O meu Natal de crachás

Que seja um bom Natal de crachás, se assim tiver de ser. Com mais luzes para esconder a longa noite, mais toalhas vermelhas, mais volume de som no computador, mais sorrisos e acenos para a webcam, mais queixas do router da internet, muitas e muitas juras convictas de que nos reencontraremos a sério em 2021, com quem ainda nos pudemos reencontrar.

Foto
GUGLIELMO MANGIAPANE/Reuters

Ultimamente tenho andado angustiado a pensar em crachás. Sim, crachás: aquele rectângulo de plástico com um nome e a imagem de uma pessoa, no qual raramente pensamos, mas que nos invadiu a vida.

Não gosto de crachás. Sempre que os recebo, num qualquer evento onde somos convidados a confraternizar com pessoas que nunca vimos, reviro o crachá nas mãos, guardo-o no bolso com relutância, encontro o sítio menos adequado possível do corpo para o pendurar. Só uma vez vi um crachá ter utilidade num evento social, em que a anfitriã, senhora baixinha e enérgica, se aproximava de cada recém-chegado que tivesse o ar perdido de quem entra numa estação de comboio desconhecida, olhava-lhe para o crachá, depois para o rosto, e então saudava a pessoa calorosamente, como a um velho conhecido a quem tinha imenso para contar. Era, claro, da classe política, o que justificaria a sua singular competência, pois um político profissional é o melhor amigo de todas as pessoas que não conhece, desde que tenham o crachá.

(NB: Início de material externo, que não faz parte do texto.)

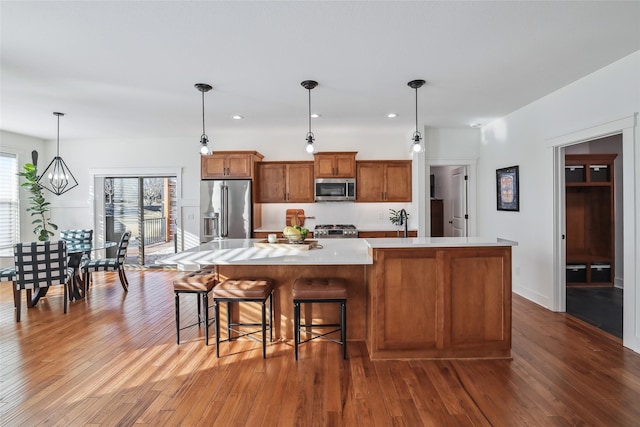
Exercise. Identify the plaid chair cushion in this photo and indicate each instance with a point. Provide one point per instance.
(41, 264)
(84, 235)
(110, 264)
(103, 264)
(7, 274)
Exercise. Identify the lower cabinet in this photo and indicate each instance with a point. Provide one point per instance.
(440, 303)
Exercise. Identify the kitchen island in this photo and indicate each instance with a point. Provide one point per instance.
(408, 297)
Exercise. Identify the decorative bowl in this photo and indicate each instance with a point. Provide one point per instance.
(295, 237)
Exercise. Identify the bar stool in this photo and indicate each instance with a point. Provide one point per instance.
(320, 290)
(244, 290)
(199, 282)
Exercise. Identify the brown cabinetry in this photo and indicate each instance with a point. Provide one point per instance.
(590, 225)
(440, 303)
(265, 234)
(284, 182)
(437, 218)
(383, 181)
(386, 233)
(335, 164)
(229, 164)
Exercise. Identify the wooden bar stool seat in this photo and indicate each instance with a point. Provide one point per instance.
(320, 290)
(244, 290)
(201, 283)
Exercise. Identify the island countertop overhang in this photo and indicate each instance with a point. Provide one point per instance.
(332, 252)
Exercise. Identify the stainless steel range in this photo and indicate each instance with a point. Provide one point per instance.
(335, 231)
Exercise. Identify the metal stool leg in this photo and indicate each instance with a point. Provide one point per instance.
(216, 309)
(343, 328)
(177, 299)
(296, 326)
(264, 329)
(205, 301)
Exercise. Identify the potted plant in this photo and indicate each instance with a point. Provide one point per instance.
(394, 217)
(39, 206)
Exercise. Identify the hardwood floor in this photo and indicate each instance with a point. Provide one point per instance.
(113, 360)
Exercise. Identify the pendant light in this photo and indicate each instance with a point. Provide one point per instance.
(416, 146)
(204, 140)
(57, 178)
(309, 84)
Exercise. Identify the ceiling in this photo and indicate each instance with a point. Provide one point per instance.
(127, 69)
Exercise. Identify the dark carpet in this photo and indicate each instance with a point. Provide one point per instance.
(600, 307)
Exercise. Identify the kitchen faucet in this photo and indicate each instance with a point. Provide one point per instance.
(404, 220)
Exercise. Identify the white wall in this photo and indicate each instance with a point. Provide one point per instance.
(522, 138)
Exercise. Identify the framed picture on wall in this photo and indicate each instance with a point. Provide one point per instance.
(508, 191)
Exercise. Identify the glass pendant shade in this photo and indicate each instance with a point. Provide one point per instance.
(57, 178)
(204, 139)
(417, 147)
(310, 149)
(416, 139)
(309, 84)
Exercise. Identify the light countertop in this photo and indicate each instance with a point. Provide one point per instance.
(242, 252)
(331, 252)
(436, 242)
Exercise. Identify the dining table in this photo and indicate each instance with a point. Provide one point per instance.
(75, 252)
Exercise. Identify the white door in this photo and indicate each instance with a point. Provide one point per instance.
(459, 215)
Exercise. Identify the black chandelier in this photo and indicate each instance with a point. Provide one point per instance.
(57, 178)
(204, 140)
(417, 137)
(309, 84)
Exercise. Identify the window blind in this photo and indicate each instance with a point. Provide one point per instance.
(9, 203)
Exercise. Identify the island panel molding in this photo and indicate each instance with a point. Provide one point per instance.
(440, 303)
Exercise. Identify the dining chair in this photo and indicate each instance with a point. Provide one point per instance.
(110, 264)
(40, 265)
(8, 274)
(83, 235)
(75, 260)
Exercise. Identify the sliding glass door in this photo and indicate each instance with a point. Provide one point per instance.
(146, 206)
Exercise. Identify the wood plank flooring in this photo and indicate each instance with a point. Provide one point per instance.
(113, 360)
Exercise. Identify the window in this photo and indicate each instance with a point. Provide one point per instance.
(9, 203)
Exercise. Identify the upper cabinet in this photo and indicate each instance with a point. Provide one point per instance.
(229, 164)
(383, 181)
(340, 164)
(284, 182)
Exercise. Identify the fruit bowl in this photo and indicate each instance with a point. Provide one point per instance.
(294, 237)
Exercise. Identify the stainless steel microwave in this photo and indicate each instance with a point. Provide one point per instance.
(335, 190)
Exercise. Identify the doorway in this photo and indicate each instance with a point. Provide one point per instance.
(451, 189)
(594, 232)
(144, 205)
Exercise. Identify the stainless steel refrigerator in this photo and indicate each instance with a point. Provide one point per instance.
(225, 209)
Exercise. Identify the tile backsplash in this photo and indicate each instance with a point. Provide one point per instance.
(365, 216)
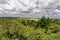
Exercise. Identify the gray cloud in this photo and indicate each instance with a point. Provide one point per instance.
(30, 8)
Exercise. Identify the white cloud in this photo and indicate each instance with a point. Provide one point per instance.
(44, 5)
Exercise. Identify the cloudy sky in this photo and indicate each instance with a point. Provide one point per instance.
(30, 8)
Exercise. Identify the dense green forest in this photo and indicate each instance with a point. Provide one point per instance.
(29, 29)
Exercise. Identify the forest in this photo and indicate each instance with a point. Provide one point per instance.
(29, 28)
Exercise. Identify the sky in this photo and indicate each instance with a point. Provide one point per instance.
(30, 8)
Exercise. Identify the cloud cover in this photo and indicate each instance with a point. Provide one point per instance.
(30, 8)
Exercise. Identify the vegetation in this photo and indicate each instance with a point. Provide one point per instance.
(26, 29)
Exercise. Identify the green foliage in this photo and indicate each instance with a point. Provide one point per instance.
(26, 29)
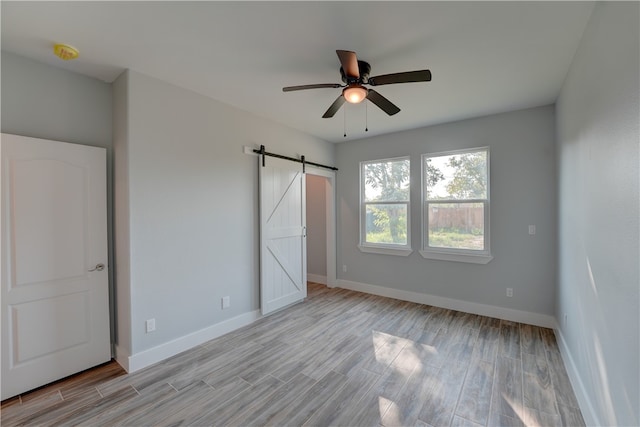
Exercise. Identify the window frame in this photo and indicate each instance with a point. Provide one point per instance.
(455, 254)
(383, 248)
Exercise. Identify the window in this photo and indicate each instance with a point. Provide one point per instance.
(384, 207)
(456, 206)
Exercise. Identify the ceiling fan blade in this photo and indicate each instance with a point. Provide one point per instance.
(317, 86)
(406, 77)
(385, 105)
(349, 62)
(333, 109)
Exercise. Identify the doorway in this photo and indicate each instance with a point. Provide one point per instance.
(320, 215)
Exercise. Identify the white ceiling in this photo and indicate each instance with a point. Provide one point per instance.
(485, 57)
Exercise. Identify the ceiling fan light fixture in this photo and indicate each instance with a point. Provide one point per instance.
(354, 93)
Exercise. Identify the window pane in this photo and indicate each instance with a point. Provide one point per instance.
(386, 223)
(386, 181)
(456, 225)
(456, 176)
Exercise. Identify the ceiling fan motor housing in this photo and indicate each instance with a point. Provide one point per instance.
(363, 67)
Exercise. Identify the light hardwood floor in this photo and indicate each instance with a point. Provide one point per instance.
(340, 358)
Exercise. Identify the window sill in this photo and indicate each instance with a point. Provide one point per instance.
(385, 251)
(448, 256)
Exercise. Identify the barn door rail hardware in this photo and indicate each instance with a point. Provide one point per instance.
(302, 159)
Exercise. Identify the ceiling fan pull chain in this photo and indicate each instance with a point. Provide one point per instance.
(366, 117)
(345, 121)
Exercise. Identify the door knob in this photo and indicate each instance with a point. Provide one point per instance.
(98, 267)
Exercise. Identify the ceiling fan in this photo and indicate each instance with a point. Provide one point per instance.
(355, 74)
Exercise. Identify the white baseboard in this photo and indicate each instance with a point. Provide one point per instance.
(537, 319)
(156, 354)
(588, 413)
(316, 278)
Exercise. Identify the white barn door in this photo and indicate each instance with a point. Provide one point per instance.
(54, 277)
(283, 251)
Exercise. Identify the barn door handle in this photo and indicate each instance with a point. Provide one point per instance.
(98, 267)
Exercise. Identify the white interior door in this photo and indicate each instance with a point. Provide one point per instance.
(55, 302)
(283, 252)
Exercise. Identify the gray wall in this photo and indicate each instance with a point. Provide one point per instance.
(192, 198)
(599, 281)
(46, 102)
(522, 145)
(316, 225)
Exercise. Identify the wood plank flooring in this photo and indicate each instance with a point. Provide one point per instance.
(340, 358)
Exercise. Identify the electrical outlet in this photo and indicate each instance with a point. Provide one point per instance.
(226, 302)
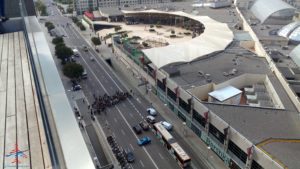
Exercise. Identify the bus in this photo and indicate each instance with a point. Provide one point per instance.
(182, 158)
(173, 147)
(84, 74)
(163, 135)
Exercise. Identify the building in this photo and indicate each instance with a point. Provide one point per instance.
(226, 95)
(33, 103)
(83, 5)
(260, 129)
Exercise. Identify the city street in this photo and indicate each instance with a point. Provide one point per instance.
(122, 116)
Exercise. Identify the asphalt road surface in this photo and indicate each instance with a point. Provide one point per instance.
(124, 115)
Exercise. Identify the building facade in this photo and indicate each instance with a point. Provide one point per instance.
(83, 5)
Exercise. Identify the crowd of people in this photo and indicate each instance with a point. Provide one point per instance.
(102, 102)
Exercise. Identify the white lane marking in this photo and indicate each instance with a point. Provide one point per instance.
(142, 163)
(74, 32)
(122, 131)
(131, 147)
(155, 165)
(160, 156)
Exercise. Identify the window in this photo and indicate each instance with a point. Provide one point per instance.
(184, 105)
(215, 132)
(161, 85)
(239, 153)
(171, 94)
(255, 165)
(198, 118)
(181, 116)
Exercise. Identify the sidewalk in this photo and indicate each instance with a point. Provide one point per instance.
(198, 149)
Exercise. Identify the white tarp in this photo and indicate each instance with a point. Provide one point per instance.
(262, 9)
(216, 37)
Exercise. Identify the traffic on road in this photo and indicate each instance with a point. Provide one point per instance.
(128, 123)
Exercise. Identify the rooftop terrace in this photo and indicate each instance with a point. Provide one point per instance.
(22, 138)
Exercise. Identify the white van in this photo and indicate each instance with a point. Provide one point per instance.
(84, 74)
(150, 119)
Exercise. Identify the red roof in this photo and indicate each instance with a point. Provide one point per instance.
(89, 15)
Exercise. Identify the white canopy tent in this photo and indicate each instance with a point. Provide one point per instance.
(216, 37)
(263, 9)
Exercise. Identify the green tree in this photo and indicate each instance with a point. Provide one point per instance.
(69, 10)
(63, 52)
(82, 27)
(117, 28)
(57, 40)
(73, 70)
(96, 41)
(49, 25)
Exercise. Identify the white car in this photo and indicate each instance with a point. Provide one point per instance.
(167, 125)
(151, 111)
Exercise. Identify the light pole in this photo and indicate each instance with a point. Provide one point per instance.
(208, 149)
(184, 128)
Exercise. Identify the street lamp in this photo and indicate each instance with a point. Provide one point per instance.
(208, 148)
(184, 128)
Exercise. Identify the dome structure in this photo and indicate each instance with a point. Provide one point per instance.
(291, 31)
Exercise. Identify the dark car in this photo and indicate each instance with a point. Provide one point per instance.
(85, 48)
(143, 141)
(129, 156)
(144, 125)
(137, 129)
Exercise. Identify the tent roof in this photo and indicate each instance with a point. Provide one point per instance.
(225, 93)
(216, 37)
(262, 9)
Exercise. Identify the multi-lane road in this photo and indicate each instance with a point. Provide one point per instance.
(120, 118)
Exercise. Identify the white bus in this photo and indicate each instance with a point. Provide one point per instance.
(182, 158)
(164, 136)
(173, 147)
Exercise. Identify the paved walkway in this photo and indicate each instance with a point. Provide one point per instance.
(197, 148)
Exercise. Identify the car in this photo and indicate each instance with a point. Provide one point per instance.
(137, 129)
(144, 125)
(129, 156)
(72, 59)
(150, 119)
(144, 141)
(151, 111)
(76, 55)
(167, 125)
(85, 48)
(76, 87)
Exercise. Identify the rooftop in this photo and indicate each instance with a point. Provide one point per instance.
(21, 127)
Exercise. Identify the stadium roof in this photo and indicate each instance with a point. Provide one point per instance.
(216, 37)
(263, 9)
(295, 55)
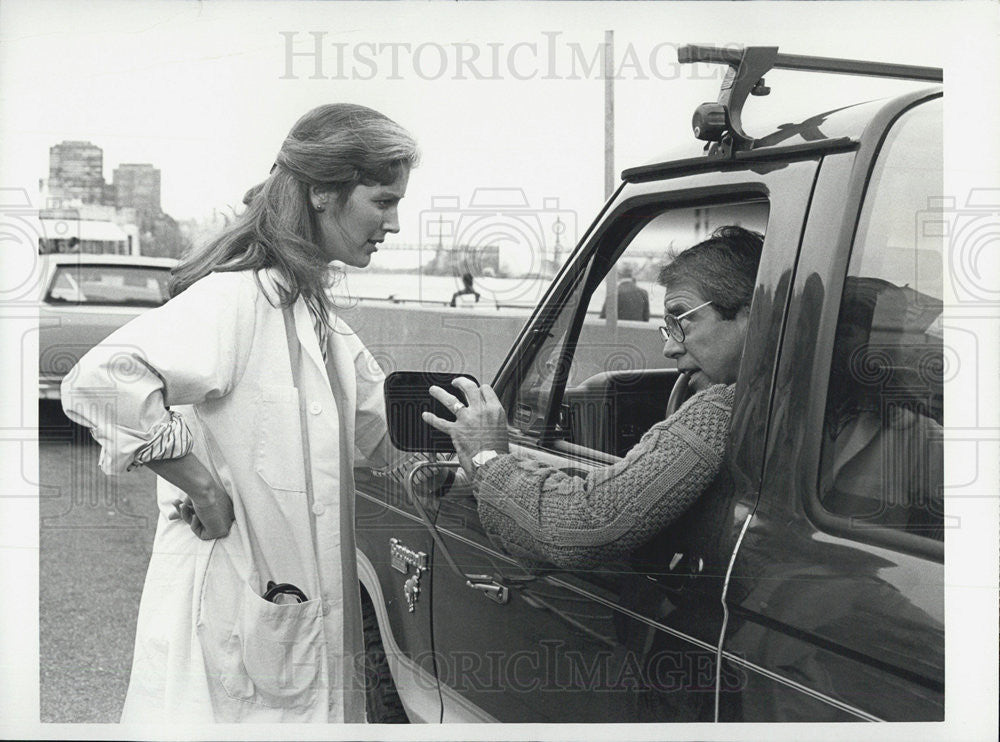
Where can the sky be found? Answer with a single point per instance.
(499, 96)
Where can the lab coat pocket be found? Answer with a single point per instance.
(282, 650)
(278, 458)
(258, 654)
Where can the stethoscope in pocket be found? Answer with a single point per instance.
(284, 593)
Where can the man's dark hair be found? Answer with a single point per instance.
(723, 268)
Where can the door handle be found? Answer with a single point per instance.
(489, 587)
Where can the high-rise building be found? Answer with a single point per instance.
(137, 186)
(76, 171)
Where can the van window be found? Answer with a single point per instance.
(617, 379)
(881, 460)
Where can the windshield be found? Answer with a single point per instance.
(114, 285)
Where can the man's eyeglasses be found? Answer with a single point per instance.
(672, 330)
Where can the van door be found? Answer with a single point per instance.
(836, 596)
(636, 639)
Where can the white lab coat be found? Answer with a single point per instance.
(218, 354)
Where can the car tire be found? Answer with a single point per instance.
(382, 702)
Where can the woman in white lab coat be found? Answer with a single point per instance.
(201, 390)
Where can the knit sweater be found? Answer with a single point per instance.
(533, 509)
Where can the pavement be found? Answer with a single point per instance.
(96, 535)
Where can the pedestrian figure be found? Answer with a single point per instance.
(466, 293)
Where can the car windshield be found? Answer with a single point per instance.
(115, 285)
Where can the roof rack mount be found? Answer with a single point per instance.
(721, 122)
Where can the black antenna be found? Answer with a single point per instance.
(721, 122)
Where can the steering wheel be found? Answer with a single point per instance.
(679, 394)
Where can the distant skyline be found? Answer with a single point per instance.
(207, 91)
(499, 96)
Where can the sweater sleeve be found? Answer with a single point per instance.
(533, 509)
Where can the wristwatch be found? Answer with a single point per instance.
(482, 457)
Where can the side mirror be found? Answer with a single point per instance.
(406, 397)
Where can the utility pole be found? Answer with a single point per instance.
(611, 280)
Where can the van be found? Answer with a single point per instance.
(813, 589)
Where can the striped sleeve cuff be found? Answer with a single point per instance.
(171, 440)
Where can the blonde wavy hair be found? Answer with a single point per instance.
(334, 147)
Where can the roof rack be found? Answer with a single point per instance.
(720, 123)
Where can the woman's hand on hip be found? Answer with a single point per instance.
(208, 520)
(206, 507)
(480, 421)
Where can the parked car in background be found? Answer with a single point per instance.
(812, 588)
(83, 299)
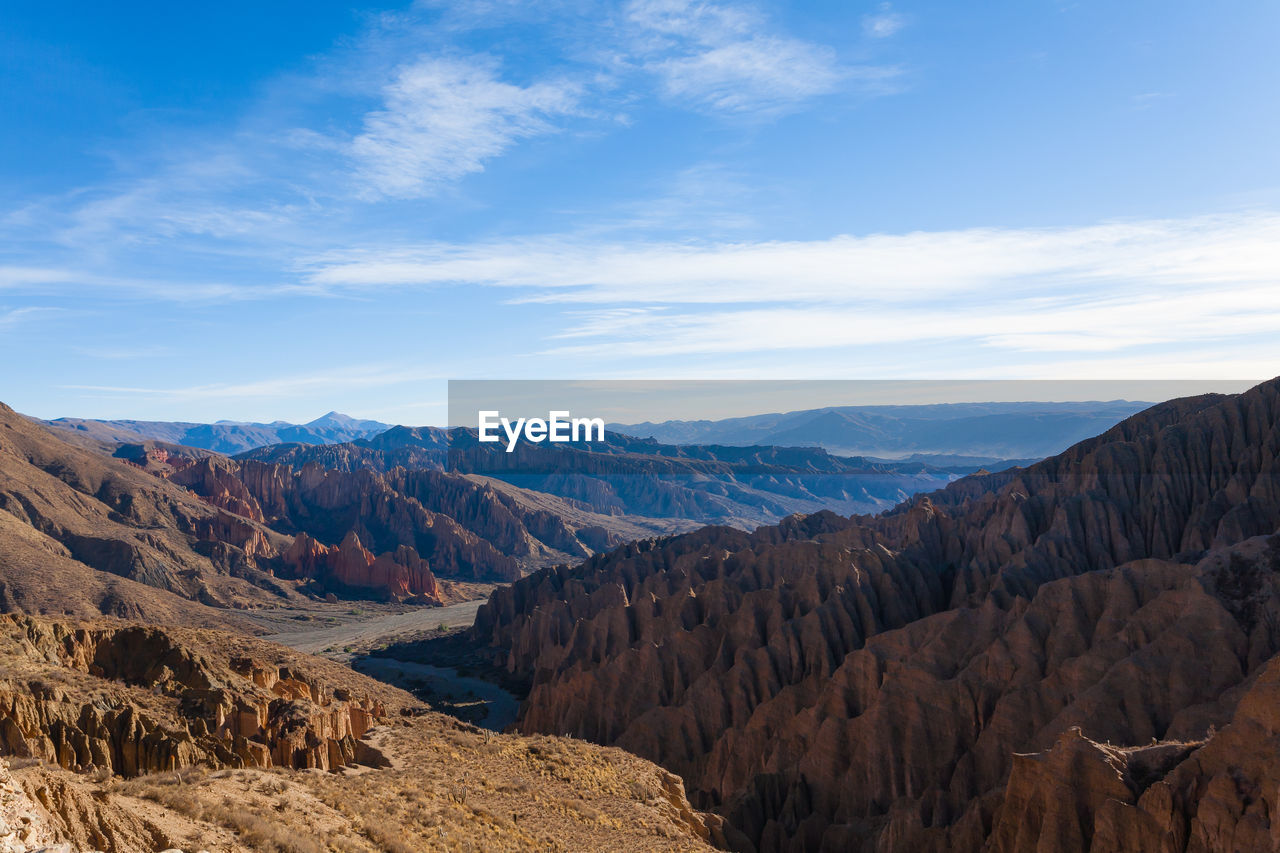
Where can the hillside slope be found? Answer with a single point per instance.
(126, 738)
(865, 683)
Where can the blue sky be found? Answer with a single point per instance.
(270, 210)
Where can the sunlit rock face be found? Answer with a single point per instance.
(915, 680)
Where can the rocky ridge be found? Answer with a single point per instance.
(126, 738)
(867, 683)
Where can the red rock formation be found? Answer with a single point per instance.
(401, 574)
(864, 684)
(183, 708)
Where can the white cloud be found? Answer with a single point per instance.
(1196, 251)
(731, 59)
(1086, 290)
(883, 23)
(759, 73)
(13, 316)
(443, 119)
(352, 378)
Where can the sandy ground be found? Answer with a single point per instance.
(360, 634)
(480, 702)
(443, 688)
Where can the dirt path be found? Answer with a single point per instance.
(334, 641)
(474, 699)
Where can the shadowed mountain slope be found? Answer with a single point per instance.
(224, 437)
(993, 429)
(865, 683)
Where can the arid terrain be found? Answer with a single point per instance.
(1073, 656)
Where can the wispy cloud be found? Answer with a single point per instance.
(443, 119)
(883, 22)
(353, 378)
(10, 318)
(731, 59)
(1173, 252)
(1101, 288)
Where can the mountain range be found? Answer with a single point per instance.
(981, 432)
(1074, 656)
(224, 436)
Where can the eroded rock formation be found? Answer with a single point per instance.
(846, 684)
(133, 701)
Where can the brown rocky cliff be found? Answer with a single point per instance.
(383, 511)
(864, 684)
(135, 701)
(401, 574)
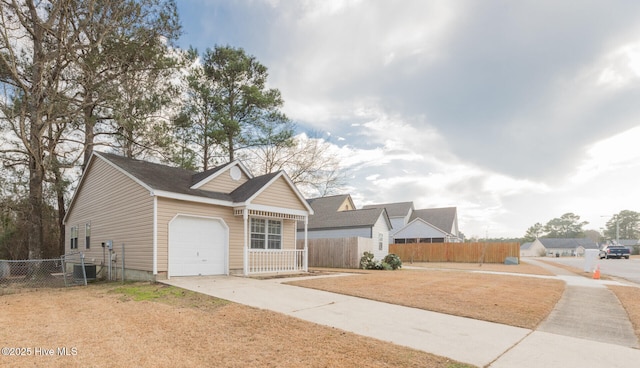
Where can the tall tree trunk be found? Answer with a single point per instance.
(36, 204)
(89, 135)
(36, 130)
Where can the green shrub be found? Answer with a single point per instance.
(393, 261)
(390, 262)
(368, 263)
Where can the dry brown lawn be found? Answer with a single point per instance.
(514, 300)
(101, 327)
(629, 297)
(494, 267)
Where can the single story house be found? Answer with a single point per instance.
(431, 225)
(336, 217)
(399, 213)
(531, 249)
(565, 246)
(163, 221)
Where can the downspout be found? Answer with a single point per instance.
(306, 245)
(155, 235)
(245, 218)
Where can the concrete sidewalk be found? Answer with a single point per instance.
(467, 340)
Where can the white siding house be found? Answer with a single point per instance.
(335, 217)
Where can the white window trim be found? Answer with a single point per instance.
(266, 233)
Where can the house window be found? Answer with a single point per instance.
(266, 234)
(87, 235)
(74, 237)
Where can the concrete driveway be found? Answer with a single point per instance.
(483, 344)
(628, 269)
(462, 339)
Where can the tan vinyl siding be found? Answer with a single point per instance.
(279, 194)
(289, 234)
(223, 183)
(169, 208)
(118, 209)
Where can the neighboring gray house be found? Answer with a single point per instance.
(565, 246)
(336, 217)
(399, 213)
(529, 250)
(432, 225)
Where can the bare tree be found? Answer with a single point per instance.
(310, 163)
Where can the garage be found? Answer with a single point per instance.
(197, 246)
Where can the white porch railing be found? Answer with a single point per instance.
(276, 260)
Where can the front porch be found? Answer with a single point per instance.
(283, 257)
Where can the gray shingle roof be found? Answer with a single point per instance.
(568, 243)
(442, 218)
(329, 204)
(178, 180)
(398, 209)
(327, 216)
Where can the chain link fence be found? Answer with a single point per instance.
(23, 275)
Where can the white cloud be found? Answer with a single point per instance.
(609, 156)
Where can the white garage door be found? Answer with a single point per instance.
(197, 246)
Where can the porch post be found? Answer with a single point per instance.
(306, 245)
(245, 218)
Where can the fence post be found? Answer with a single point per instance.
(123, 263)
(84, 272)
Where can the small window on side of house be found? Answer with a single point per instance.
(73, 232)
(87, 235)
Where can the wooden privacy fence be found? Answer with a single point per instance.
(456, 252)
(336, 253)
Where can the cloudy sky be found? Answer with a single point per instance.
(515, 112)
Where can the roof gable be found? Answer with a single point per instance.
(444, 218)
(163, 180)
(398, 209)
(348, 219)
(331, 204)
(228, 176)
(419, 228)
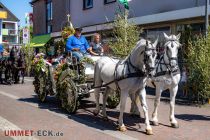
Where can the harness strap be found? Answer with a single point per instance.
(130, 75)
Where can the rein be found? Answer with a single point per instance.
(137, 73)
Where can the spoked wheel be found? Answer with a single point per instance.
(113, 99)
(42, 93)
(69, 97)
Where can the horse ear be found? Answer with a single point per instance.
(178, 36)
(166, 36)
(156, 42)
(147, 43)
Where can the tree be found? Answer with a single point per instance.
(125, 33)
(199, 67)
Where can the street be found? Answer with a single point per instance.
(20, 109)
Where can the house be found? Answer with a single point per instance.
(9, 27)
(155, 16)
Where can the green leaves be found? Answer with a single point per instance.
(199, 66)
(125, 34)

2020 foi o ano em que a população do mundo se transformou em crachás. Que outra coisa serão aqueles rectângulos das videoconferências, com nomes de pessoas, às vezes a sua imagem animada, senão crachás de reuniões, a tomarem o lugar do verdadeiro encontro de pessoas de carne e osso? A fazerem de conta que estamos juntos, que nos conhecemos, e em que até podemos personalizar o fundo do nosso crachá digital com a melhor foto do nosso local paradisíaco e assim impressionar os outros crachás.

Tão costumeiros se tornaram os crachás das videoconferências que agora, a medo, como quem não quer coisa, se sugere que o ideal era termos um Natal de crachás, sem beijos e abraços, só caras a sorrir dentro de rectângulos, acenos tristes, mãos em forma de coração. Diz-se que é mais seguro, que o vírus não faz consoadas, e afinal é só mais um Natal, e muitos outros natais haverá. Não será esse Natal de crachás muito melhor do que um Natal de máscaras, distâncias medidas a olho, rostos que se viram de lado e corpos que se tocam a medo?

É só mais um Natal, e todos sabemos que o Natal é sempre a mesma coisa: árvores de plástico, bolas coloridas, tiras de papel de embrulho, presentes de última hora, fritos com açúcar, lembranças de quem esteve em natais passados e agora já não está ou nunca voltará a estar, lembranças daqueles a quem só recordamos, encontramos ou ligamos nesta mesma altura do ano.

Que seja um bom Natal de crachás, se assim tiver de ser. Com mais luzes para esconder a longa noite, mais toalhas vermelhas, mais volume de som no computador, mais sorrisos e acenos para a webcam, mais queixas do router da internet, muitas e muitas juras convictas de que nos reencontraremos a sério em 2021, com quem ainda nos pudemos reencontrar.

Alguém por aí já aprendeu a arte de dar abraços a crachás?